Class Imbalance: When Accuracy Lies
With imbalance, a model can achieve high accuracy by predicting the majority class, while being useless for minority classes. Curves may look “fine” while the model fails in practice.
Checks:
- Print class counts for train and validation.
- Track per-class precision/recall and confusion matrix, not just accuracy.
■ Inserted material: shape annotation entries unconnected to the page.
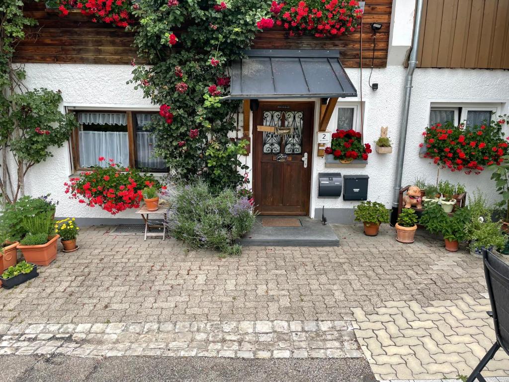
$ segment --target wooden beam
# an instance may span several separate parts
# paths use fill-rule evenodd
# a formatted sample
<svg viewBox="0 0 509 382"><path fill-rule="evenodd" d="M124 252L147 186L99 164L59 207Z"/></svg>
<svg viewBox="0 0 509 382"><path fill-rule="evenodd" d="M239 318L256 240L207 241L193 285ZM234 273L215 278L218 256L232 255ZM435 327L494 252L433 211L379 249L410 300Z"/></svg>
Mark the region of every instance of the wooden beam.
<svg viewBox="0 0 509 382"><path fill-rule="evenodd" d="M334 108L336 107L337 102L337 98L329 98L329 101L325 107L324 107L324 105L320 105L320 119L318 125L319 131L325 131L327 130L327 125L329 124L329 121L330 121L330 117L332 116L332 112L334 112ZM318 150L317 152L318 156L323 156L325 155L324 148L323 145L318 145Z"/></svg>

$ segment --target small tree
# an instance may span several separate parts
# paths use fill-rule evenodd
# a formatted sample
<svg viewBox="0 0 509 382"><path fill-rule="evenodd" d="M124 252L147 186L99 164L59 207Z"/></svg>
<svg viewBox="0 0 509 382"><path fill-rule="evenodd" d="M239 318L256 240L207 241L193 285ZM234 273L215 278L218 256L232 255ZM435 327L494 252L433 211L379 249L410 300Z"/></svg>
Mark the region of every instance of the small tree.
<svg viewBox="0 0 509 382"><path fill-rule="evenodd" d="M13 64L16 46L25 37L23 28L36 23L24 17L22 7L20 0L4 0L0 6L0 192L8 203L24 195L29 170L51 156L48 148L61 147L76 126L74 116L59 110L60 92L29 91L22 82L23 67Z"/></svg>

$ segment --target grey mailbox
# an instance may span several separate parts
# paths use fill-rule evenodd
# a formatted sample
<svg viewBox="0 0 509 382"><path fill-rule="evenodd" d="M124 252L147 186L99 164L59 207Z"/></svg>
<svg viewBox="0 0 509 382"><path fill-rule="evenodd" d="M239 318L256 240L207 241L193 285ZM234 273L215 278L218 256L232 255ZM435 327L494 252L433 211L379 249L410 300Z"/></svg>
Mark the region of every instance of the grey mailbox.
<svg viewBox="0 0 509 382"><path fill-rule="evenodd" d="M341 173L319 173L318 197L339 198L341 196Z"/></svg>
<svg viewBox="0 0 509 382"><path fill-rule="evenodd" d="M343 200L367 200L367 175L345 175Z"/></svg>

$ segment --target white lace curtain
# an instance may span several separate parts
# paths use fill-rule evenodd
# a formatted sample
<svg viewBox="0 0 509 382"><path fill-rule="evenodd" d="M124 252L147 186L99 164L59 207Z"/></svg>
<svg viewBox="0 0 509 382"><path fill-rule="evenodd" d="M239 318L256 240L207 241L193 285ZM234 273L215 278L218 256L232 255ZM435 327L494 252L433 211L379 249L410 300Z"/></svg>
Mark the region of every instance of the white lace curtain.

- Compare baseline: majority-class predictor accuracy vs. your model.
Fixes:
- Resampling: oversample minority or undersample majority (careful with duplicates).
- Class-weighted loss to penalize minority errors more.
- Threshold tuning for probabilistic outputs to match the cost of errors.
Mismatched Loss/Activation Pairs: A Frequent “Flat Loss” or “Weird Metrics” Bug
Many training failures come from using an output activation that doesn’t match what the loss expects. This can produce slow learning, unstable loss, or metrics that don’t correlate with loss.
Common correct pairings (conceptual):
- Binary classification: output as a single logit (no sigmoid applied in the model head) + a binary cross-entropy loss that expects logits (stable implementation).
- Multi-class single-label: output as K logits (no softmax in the model head) + a cross-entropy loss that expects logits and integer class labels.
- Multi-label: output as K logits + independent binary cross-entropy per class (logits-based).
Failure patterns:
- Applying sigmoid/softmax twice (once in the model, once inside the loss) can squash gradients and slow learning.
- Using MSE for classification often learns slowly and can saturate early.
- Wrong label encoding: providing one-hot labels where integer indices are expected (or vice versa) can silently break training.
Fix: Confirm (1) what your model outputs (logits vs probabilities), (2) what your loss expects, and (3) label format. Then run the tiny overfit test again.
Putting It Together: Symptom-to-Fix Cheat Sheet
- Exploding loss / NaNs: lower learning rate → add gradient clipping → verify normalization → use stable logits-based loss → check mixed precision scaling.
- Flat loss / chance accuracy: tiny overfit test → verify trainable params/optimizer wiring → check gradients → adjust learning rate → check loss/activation/labels.
- High train, low val: verify split/preprocessing → check leakage/duplicates → inspect per-class metrics → regularize/reduce capacity → early stopping.
- Both low: train longer → tune learning rate/schedule → increase capacity or reduce constraints → improve features → audit label noise.